Nous avons abouti à une situation ambivalente. Malgré les acquis de la sécularisation, le développement du savoir détaché des sources traditionnelles, comme l’a été le savoir arabe, l’émancipation en Europe vis-à-vis de l’autorité de la tradition et une séparation logique de la sphère du public et du privé, a abouti à la marginalisation des principes abrahamiques et à une remise en cause de la possibilité du dialogue interculturel, de la justice et du vivre ensemble. Le risque est celui d’une neutralisation des deux dimensions de l’homme : le politique (la démocratie) et le religieux (une éthique).

Après les mots d’ordre totalitaires « tout est politique » ou « tout est religieux », on impose « rien n’est politique, rien n’est religieux », pour laisser place au nihilisme et au nouveau mot d’ordre : « tout est marchandise ». Cette vision réductrice impose une seule et faible culture, une seule conception du progrès et des relations entre les peuples. Le dialogue de sourds est désastreux et partant les relations culturelles internationales ne sont pas démocratiques. Pratiquer l’autocritique afin de dépasser ses propres points d’aveuglements au sujet des dérives de sa tradition et celles du désordre mondial est un devoir.

La modernité a permis de l’émancipation et en même temps, compte de choix arbitraires de systèmes dominants, a produit des inégalités, des injustices et de la déshumanisation. Aujourd’hui, de plus en plus de peuples ont pris conscience de ce paradoxe et se veulent modernes et humains, libres et conformes à une éthique, cosmopolites et singuliers. Ces exigences sont prometteuses. Cela signifie que l’on peut répondre à la désignification du monde, autrement que par le repli.

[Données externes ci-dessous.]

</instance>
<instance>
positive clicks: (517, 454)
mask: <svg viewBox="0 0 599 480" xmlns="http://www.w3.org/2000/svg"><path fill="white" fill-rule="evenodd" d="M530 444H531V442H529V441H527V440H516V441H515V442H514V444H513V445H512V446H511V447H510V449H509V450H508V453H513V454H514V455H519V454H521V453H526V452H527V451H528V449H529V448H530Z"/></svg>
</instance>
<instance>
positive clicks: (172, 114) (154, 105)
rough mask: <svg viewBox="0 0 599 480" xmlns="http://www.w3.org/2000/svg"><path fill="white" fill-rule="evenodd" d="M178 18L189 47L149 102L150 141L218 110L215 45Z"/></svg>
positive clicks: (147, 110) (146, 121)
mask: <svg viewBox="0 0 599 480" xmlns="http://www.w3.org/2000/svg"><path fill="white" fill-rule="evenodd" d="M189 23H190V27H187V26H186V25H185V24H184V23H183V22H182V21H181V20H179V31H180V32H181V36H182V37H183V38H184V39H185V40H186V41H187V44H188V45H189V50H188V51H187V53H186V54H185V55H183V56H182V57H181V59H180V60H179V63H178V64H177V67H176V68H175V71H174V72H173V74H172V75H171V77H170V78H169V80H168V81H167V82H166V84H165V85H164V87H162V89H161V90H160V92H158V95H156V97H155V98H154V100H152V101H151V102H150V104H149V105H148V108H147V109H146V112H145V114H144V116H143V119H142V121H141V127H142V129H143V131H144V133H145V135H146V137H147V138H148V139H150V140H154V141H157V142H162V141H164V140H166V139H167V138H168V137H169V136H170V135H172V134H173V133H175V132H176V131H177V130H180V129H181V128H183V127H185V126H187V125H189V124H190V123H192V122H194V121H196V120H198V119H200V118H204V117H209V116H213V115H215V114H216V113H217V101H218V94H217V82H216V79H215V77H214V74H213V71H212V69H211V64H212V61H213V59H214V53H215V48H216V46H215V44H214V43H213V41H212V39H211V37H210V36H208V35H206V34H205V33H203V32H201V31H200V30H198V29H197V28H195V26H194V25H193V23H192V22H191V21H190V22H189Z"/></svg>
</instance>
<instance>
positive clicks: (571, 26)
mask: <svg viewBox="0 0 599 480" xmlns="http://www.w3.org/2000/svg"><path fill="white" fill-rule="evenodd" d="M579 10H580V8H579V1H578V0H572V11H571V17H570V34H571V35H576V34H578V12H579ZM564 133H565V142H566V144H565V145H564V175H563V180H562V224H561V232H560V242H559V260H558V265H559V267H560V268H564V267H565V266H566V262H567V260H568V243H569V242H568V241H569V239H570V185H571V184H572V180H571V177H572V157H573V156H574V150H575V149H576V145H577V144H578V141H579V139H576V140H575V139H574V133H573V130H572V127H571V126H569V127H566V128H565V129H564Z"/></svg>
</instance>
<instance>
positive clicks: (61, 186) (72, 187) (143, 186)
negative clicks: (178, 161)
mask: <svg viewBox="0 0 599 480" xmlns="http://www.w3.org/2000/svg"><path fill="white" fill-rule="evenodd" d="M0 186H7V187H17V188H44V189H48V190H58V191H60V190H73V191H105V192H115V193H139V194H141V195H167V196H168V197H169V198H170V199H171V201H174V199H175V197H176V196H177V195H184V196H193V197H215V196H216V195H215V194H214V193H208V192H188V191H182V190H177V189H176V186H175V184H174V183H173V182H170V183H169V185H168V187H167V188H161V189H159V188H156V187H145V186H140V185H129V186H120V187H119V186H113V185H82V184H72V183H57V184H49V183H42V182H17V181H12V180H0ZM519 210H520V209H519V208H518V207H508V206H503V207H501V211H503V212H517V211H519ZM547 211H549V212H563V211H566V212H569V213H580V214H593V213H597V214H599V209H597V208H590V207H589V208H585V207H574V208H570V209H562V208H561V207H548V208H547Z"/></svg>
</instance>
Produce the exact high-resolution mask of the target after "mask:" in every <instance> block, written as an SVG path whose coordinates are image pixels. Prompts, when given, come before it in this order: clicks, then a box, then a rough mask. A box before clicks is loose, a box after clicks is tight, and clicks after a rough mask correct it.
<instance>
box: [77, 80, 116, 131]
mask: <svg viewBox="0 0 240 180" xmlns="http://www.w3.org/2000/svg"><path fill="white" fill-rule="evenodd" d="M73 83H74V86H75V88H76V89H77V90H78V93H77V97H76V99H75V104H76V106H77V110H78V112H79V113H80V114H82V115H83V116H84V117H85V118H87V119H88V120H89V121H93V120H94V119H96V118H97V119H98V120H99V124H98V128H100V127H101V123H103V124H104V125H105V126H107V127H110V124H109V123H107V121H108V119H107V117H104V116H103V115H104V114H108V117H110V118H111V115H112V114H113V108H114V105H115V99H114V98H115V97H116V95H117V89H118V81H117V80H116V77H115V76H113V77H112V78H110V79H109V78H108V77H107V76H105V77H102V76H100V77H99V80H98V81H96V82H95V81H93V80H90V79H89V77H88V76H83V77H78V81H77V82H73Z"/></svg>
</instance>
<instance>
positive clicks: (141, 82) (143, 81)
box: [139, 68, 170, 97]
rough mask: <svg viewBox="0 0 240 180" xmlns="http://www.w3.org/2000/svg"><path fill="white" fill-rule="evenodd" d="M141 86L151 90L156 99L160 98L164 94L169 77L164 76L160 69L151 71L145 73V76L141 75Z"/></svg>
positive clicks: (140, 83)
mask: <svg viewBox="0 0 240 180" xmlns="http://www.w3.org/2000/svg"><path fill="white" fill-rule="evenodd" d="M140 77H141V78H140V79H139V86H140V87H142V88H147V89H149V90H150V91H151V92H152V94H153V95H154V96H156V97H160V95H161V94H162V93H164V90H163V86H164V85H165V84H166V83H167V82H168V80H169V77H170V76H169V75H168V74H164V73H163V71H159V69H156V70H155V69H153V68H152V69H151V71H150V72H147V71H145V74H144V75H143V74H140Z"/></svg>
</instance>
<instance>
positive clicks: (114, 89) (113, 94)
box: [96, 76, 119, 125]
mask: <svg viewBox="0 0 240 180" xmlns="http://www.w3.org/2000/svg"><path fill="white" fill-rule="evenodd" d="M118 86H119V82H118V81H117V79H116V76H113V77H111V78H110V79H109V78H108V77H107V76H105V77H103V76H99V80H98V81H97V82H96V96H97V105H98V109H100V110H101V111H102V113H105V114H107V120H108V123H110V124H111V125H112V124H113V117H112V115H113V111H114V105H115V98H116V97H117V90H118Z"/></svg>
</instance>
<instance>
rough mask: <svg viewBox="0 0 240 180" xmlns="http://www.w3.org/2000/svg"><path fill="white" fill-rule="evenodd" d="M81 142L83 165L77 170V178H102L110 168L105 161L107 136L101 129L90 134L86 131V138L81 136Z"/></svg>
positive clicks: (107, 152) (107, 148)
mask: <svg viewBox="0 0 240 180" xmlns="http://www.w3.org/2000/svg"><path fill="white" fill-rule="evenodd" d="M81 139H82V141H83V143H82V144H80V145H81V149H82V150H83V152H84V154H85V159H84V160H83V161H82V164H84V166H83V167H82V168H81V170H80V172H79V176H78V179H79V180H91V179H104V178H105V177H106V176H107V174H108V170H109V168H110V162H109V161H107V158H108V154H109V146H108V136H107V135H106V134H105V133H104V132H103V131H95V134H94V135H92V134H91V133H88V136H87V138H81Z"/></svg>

Sur ce plan de la culture, le citoyen moderne n’a plus de lien avec la diversité. Le multiculturalisme est contesté par l’ambition d’hégémonie. Le système éducatif se trouve en crise de par la crise globale sociétale. Ce n’est pas la fin du monde, mais c’est la fin d’un monde. Il nous faut le comprendre pour inventer un autre qui échappe à toute fermeture. Sur le plan du savoir, l’aspect inquiétant est la remise en cause de la possibilité de penser autrement et du principe d’autorité. Deux récits paradoxaux de la culture moderne affirment que la culture traditionnelle doit servir à consoler sans se mêler du monde ou bien est aliénation. Faute d’échanges culturels continus et conséquents la recherche commune du juste, du beau et du vrai est hypothéquée. Les impasses se mondialisent, ce qui rend urgent le besoin d’une civilisation du vivre ensemble. L’Algérie creuset de civilisation défend le dialogue des cultures.

Finalité du dialogue

Le dialogue des cultures a au moins trois buts : l’interconnaissance, la mise en place de normes communes, et la justice sur tous les plans, pour apprendre à vivre ensemble la mondialité. Le repli est étranger à notre culture. Le citoyen de la rive Sud a participé et le peut encore, à la recherche de la civilisation. La rive Sud doit retrouver son ouverture sur la plus grande des communautés celle de l’humanité, tout en conjuguant unité et pluralité qui a permis l’épanouissement et le vivre ensemble. Les discours dominants en rive Nord de leur côté doivent mettent fin à la politique du déni de ce que nous avons en commun et arrêtent d’imposer de manière régressive une vision monolithique et unilatérale de la culture. Responsabilité partagée.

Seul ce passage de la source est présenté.